Erdogan says Biden, U.S. complicit in alleged Israeli war crimes

U.S. President Joe Biden meets with Turkish President Tayyip Erdogan at the NATO summit in Vilnius

ANKARA (Reuters) - Turkish President Tayyip Erdogan has said U.S. President Joe Biden and his administration are complicit in what he called Israeli war crimes and violations of international law in the Gaza conflict, and he called for sanctions against Israel.

In an interview with Newsweek during the NATO summit in Washington, Erdogan said Israel's "brutal murder" of civilians, its strikes on hospitals, aid centres and elsewhere constituted war crimes.

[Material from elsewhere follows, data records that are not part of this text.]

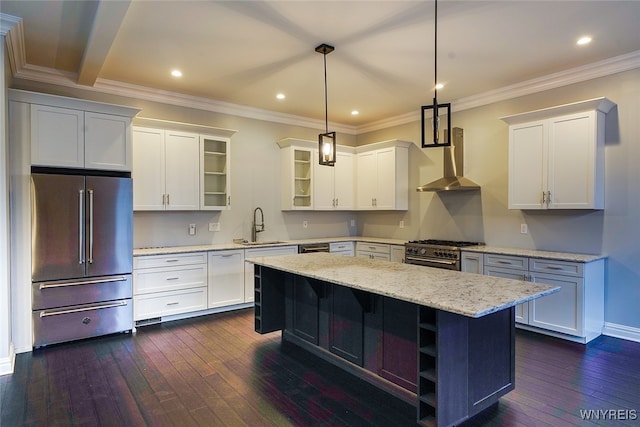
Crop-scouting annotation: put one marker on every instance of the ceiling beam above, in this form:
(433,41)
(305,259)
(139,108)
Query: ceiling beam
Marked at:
(109,17)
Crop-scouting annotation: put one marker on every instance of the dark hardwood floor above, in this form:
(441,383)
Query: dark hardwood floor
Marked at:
(216,371)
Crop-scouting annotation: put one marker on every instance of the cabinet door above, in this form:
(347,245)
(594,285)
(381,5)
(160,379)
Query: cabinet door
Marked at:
(148,169)
(562,311)
(226,278)
(367,179)
(182,179)
(323,185)
(107,142)
(527,165)
(572,150)
(522,310)
(215,176)
(346,333)
(57,137)
(343,181)
(385,197)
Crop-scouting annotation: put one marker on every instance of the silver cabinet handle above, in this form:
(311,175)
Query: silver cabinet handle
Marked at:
(50,285)
(80,225)
(90,226)
(46,313)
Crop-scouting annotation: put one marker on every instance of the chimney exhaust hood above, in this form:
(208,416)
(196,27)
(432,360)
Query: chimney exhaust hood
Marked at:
(453,168)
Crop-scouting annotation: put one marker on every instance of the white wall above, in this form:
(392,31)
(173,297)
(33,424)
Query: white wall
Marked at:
(484,216)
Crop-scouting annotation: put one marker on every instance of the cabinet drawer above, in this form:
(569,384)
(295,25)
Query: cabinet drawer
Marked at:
(169,260)
(373,247)
(504,261)
(168,303)
(556,267)
(169,279)
(340,246)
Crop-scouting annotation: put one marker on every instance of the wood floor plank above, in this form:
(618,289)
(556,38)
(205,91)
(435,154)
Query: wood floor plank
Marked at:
(216,371)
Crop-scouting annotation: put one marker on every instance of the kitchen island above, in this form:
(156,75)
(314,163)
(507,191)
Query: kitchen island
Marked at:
(442,340)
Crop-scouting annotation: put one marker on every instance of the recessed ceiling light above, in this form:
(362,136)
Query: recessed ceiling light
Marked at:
(583,40)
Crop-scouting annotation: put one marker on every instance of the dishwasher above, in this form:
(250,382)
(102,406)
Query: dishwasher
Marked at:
(313,247)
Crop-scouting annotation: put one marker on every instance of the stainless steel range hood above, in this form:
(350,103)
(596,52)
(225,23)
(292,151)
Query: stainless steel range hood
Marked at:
(453,168)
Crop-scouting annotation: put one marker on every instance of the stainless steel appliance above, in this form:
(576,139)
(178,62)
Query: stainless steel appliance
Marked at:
(313,247)
(435,253)
(82,256)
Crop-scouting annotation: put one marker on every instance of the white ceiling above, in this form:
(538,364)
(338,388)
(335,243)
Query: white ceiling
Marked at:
(245,52)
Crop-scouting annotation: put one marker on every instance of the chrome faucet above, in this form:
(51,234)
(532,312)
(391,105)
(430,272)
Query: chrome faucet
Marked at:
(255,227)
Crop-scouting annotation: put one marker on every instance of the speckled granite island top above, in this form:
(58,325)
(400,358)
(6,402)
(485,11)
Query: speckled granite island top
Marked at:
(468,294)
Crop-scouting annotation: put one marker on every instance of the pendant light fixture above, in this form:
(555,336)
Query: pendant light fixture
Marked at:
(432,130)
(326,140)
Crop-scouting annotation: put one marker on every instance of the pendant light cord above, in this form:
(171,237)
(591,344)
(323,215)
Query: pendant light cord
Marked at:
(326,108)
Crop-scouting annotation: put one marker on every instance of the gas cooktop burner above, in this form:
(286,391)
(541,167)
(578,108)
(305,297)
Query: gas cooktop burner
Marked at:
(444,242)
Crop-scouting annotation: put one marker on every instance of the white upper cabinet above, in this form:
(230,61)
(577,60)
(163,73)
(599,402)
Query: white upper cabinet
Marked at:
(382,176)
(175,169)
(72,133)
(296,172)
(556,157)
(333,186)
(166,170)
(215,180)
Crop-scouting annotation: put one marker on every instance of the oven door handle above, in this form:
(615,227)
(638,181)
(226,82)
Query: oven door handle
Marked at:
(431,260)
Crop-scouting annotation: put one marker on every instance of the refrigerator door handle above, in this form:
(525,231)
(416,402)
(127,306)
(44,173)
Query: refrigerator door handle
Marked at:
(90,226)
(46,313)
(80,226)
(50,285)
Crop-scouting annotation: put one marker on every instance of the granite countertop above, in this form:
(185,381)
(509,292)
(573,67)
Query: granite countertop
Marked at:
(230,245)
(533,253)
(472,295)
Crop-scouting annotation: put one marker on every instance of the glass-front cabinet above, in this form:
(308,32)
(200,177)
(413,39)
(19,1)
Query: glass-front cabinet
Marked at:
(214,177)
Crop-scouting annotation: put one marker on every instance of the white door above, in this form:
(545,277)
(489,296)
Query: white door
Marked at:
(343,187)
(226,278)
(527,165)
(323,179)
(522,310)
(572,148)
(562,311)
(148,169)
(107,142)
(386,193)
(57,137)
(367,179)
(182,163)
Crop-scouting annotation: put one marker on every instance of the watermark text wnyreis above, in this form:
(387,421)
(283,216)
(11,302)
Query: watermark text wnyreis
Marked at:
(608,414)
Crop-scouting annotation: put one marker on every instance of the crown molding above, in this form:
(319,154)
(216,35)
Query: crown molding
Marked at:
(617,64)
(22,70)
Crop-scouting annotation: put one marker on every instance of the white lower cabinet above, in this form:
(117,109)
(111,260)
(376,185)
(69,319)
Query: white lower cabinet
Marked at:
(576,312)
(165,285)
(259,252)
(226,278)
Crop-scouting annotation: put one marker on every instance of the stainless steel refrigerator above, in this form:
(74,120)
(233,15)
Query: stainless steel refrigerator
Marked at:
(82,256)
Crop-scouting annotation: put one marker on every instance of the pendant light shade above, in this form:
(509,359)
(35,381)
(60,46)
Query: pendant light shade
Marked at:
(432,128)
(326,140)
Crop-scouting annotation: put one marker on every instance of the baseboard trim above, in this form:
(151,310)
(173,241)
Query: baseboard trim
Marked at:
(621,331)
(7,363)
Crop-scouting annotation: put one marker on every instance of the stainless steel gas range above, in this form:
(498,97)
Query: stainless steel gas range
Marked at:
(435,253)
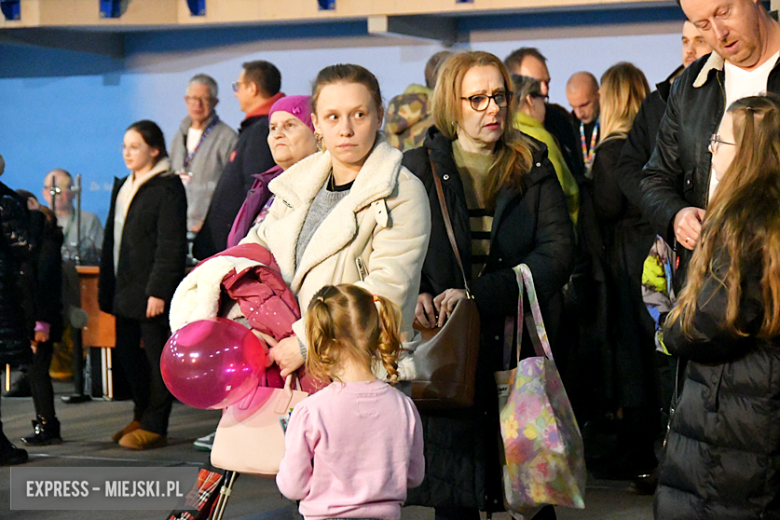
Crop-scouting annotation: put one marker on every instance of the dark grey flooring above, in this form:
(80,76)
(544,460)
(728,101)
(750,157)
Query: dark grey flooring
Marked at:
(87,430)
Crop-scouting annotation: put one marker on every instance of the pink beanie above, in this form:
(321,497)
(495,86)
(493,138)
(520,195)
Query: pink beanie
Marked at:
(299,106)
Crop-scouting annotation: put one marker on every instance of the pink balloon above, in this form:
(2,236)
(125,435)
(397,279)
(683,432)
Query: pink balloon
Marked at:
(212,363)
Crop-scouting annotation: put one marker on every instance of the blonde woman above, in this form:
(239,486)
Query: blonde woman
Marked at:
(627,238)
(507,208)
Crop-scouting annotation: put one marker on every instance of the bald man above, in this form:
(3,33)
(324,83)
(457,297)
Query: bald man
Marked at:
(582,91)
(641,139)
(91,228)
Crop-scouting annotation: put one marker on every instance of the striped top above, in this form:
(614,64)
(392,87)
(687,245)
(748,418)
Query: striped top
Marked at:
(473,169)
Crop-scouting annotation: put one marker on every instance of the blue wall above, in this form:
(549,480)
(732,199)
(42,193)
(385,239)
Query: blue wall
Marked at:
(69,109)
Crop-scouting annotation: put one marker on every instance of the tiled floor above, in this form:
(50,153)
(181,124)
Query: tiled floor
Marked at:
(87,430)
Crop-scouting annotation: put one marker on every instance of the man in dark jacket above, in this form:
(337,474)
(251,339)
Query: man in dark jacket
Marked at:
(15,247)
(528,61)
(677,184)
(641,139)
(257,89)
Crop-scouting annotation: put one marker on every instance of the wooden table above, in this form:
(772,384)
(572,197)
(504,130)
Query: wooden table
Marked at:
(100,330)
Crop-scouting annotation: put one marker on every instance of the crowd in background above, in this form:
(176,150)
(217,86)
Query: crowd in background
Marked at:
(613,205)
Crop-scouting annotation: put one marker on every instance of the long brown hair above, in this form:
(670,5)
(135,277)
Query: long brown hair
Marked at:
(623,88)
(741,232)
(512,156)
(346,321)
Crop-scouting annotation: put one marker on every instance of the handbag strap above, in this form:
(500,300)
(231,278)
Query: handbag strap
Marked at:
(537,330)
(448,222)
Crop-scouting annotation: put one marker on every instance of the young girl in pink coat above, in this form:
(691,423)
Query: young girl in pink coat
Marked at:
(353,448)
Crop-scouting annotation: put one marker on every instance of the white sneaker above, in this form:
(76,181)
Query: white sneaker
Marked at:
(205,443)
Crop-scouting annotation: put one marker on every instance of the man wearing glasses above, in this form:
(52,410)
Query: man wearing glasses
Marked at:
(678,181)
(256,89)
(201,148)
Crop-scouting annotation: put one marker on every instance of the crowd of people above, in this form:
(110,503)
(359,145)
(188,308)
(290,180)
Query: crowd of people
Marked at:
(645,217)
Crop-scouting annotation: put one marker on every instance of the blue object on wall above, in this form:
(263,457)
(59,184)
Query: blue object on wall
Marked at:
(11,9)
(110,8)
(327,5)
(197,7)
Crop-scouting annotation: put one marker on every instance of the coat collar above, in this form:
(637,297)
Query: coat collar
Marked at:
(186,123)
(714,62)
(296,189)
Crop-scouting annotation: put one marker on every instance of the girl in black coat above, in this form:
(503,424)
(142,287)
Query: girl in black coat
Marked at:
(519,214)
(722,455)
(16,246)
(628,385)
(144,252)
(42,275)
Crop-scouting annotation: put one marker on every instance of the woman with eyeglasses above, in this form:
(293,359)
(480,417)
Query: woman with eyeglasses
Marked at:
(626,240)
(530,109)
(144,251)
(507,208)
(722,452)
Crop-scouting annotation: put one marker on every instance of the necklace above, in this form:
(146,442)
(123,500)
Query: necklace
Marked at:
(587,155)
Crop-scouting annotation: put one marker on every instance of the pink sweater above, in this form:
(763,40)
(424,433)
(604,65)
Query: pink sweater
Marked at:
(351,450)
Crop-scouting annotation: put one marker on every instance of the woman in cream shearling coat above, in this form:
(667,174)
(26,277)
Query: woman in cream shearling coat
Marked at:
(376,236)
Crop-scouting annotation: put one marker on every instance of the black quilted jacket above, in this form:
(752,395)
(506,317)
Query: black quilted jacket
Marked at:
(532,227)
(15,247)
(722,456)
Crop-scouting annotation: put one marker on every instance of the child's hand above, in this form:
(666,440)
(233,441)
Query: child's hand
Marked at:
(287,354)
(270,342)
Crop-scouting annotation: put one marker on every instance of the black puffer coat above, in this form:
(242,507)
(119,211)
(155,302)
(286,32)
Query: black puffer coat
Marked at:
(153,250)
(722,456)
(532,227)
(16,246)
(42,276)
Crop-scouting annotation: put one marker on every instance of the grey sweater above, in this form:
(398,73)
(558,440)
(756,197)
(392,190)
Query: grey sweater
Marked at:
(206,166)
(321,206)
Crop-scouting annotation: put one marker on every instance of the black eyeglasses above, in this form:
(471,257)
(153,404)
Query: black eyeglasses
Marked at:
(480,102)
(715,141)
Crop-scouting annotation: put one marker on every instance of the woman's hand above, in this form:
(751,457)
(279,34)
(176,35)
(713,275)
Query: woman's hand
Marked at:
(425,313)
(287,354)
(154,307)
(445,303)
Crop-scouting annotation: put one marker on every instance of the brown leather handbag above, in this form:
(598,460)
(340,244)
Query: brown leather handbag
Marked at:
(446,361)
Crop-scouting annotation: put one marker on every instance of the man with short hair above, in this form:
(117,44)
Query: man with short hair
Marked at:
(528,61)
(201,148)
(582,91)
(91,228)
(408,115)
(677,183)
(256,89)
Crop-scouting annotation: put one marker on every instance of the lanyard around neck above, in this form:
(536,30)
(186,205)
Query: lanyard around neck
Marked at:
(587,155)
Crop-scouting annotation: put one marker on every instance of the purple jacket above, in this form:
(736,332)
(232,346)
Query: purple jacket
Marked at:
(256,199)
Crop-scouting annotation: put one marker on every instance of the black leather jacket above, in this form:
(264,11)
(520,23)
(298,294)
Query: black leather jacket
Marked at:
(678,172)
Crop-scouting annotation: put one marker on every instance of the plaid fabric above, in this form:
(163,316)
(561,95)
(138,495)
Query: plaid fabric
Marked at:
(209,481)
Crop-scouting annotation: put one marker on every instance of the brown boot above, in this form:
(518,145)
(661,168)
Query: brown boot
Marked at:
(143,440)
(124,431)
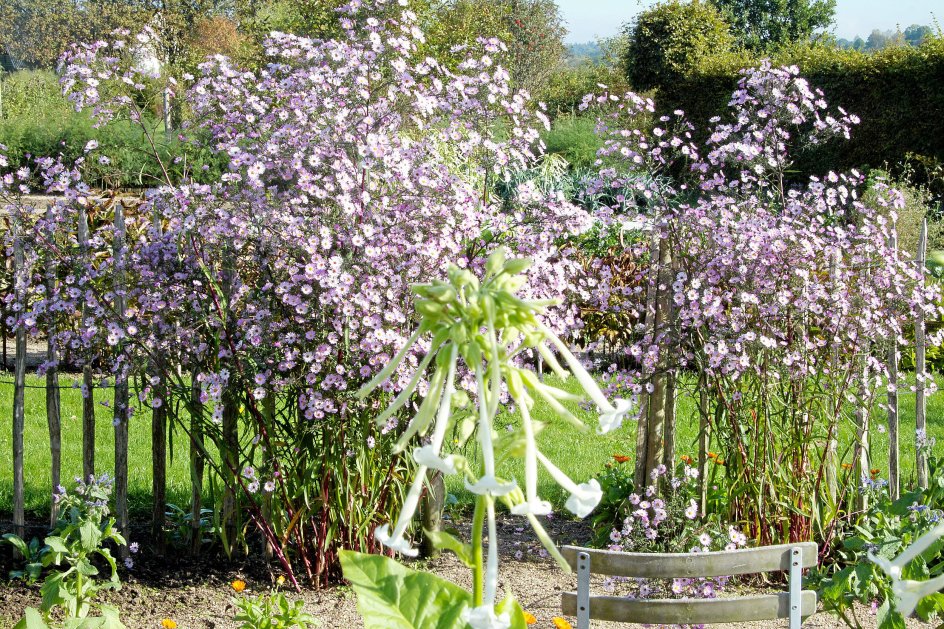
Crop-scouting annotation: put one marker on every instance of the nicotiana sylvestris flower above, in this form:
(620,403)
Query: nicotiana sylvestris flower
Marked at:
(909,593)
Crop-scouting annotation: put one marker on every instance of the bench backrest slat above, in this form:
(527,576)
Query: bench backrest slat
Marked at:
(678,612)
(714,564)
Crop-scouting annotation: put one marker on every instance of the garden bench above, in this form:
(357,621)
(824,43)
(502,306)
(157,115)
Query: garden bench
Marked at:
(795,604)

"The U.S. administration, however, disregards these violations and provides Israel with the most support. They do so at the expense of being complicit in these violations," Erdogan was quoted as saying.

"At this juncture, who will impose what kind of sanction against Israel for violating international law? That is the real question and no one is answering that," he said.

Israeli consistently rejects charges that it has committed war crimes in its battle against the Palestinian militant group Hamas in the Gaza Strip. It denies deliberately targeting civilians.

More than 38,000 Palestinians, the majority of them civilians, have been killed since the war broke out on Oct. 7, according to Gaza medical authorities. About 1,200 Israelis were killed in the cross-border Hamas raid that triggered the war.

NATO member Turkey has denounced Israel's assault on Gaza, halted trade with it, and voiced support for Hamas. It has repeatedly criticised Western countries for backing Israel and called for Israel to be punished by international courts.

Asked about Turkey's cordial ties with Russia and China, and Ankara's recent contacts with the BRICS group and the Shanghai Cooperation Organisation (SCO), Erdogan said Turkey carried out its diplomacy with a "win-win" approach and therefore could not rule out engaging with non-Western entities.

"We are an unwavering NATO ally. However, we do not believe that this impedes our ability to establish positive relationships with nations such as China and Russia," Erdogan told Newsweek.